O autor representa, na figura de Clara e no seu drama, a condição social da mulher, pobre e negra,
geração após geração. No final do romance, consciente e lúcida, Clara reflete sobre a sua situação:
“O que era preciso, tanto a ela como às suas iguais, era educar o caráter, revestir-se de vontade, como
possuía essa varonil Dona Margarida, para se defender de Cassi e semelhantes, e bater-se contra todos
os que se opusessem, por este ou aquele modo, contra a elevação dela, social e moralmente. Nada a
fazia inferior às outras, senão o conceito geral e a covardia com que elas o admitiam...”
E, na cena final, ao relatar o que se passara na casa da família de Cassi Jones para a sua mãe, conclui, em
desespero, como se falasse em nome dela, da mãe e de todas as mulheres em iguais condições: “— Nós
não somos nada nesta vida.”

Nove Noites, de Bernardo Carvalho


Nove Noites, sexto livro de Bernardo Carvalho, narra uma investigação sobre a misteriosa morte de um
antropólogo americano, Buell Quain, que aos 27 anos, em 1939, se suicida após uma estada em uma
aldeia indígena situada no Tocantins, no Brasil, quando subitamente regressava à civilização. No meio da
floresta, Quain, sem motivos aparentes, retalhou-se e enforcou-se na frente de dois índios horrorizados
que o acompanhavam na volta para a cidade da Carolina.

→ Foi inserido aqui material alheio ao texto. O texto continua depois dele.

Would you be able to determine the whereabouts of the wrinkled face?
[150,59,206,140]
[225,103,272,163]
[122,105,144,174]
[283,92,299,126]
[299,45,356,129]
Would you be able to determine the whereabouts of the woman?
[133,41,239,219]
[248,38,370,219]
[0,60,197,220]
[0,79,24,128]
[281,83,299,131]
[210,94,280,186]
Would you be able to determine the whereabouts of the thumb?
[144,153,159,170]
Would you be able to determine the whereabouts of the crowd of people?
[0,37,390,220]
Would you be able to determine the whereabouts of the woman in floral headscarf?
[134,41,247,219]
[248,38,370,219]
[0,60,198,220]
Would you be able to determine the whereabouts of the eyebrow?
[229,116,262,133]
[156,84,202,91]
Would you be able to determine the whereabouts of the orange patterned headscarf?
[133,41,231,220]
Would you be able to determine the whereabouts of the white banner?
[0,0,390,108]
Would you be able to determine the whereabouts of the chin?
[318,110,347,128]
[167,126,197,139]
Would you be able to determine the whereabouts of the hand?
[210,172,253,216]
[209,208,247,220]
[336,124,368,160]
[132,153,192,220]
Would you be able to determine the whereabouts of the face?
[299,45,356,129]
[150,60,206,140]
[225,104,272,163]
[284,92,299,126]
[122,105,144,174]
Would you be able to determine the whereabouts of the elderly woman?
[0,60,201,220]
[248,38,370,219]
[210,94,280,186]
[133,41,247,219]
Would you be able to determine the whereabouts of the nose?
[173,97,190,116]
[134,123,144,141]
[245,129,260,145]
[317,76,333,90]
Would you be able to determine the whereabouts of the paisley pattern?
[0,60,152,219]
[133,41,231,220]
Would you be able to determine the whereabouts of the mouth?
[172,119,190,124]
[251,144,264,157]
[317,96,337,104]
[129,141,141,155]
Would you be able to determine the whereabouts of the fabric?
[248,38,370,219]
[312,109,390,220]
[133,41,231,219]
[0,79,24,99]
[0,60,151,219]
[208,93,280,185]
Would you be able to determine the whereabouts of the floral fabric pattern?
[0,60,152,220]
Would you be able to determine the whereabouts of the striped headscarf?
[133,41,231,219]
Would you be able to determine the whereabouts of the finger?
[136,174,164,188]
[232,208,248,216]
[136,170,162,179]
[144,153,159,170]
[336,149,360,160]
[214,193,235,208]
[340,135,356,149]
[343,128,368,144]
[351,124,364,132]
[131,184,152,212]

Este é o ponto de partida da narrativa de Bernardo Carvalho: um caso trágico, senão mórbido, perdido
nos anos e na memória. Bernardo decidiu, a partir de tão poucas informações, tecer um romance
utilizando a história fatídica de Buell Quain como base, entrelaçando história e ficção, texto jornalístico e
um estranho narrador que entrecorta todo o livro.

O narrador / confessor do antropólogo responde pela parte ficcional de Nove Noites, ao passo que o
próprio Bernardo Carvalho encarna e responde pelo lado jornalístico, do levantamento de dados que
indiquem os reais motivos que levaram Buell Quain a dar cabo de sua existência. Não se sabe quem
investiga, até porque ninguém nunca lhe perguntou a razão da sua curiosidade. Há a desculpa de querer
escrever um livro, que vai adiantando para não levantar suspeitas. A mistura que o autor tenta levar a
termo é extremamente interessante como recurso literário: insere fotos e personagens da década de
1930 na história, como pessoas reais ou imaginárias, o leitor nunca sabe exatamente onde está pisando.
Pela sua mão somos guiados por entrevistas com pessoas que privaram com Quain, arquivos públicos, e
memórias deixadas em cartas, escritas pelo suicida antes de morrer, e por um seu amigo, com quem
partilhou nove noites de conversas e revelações.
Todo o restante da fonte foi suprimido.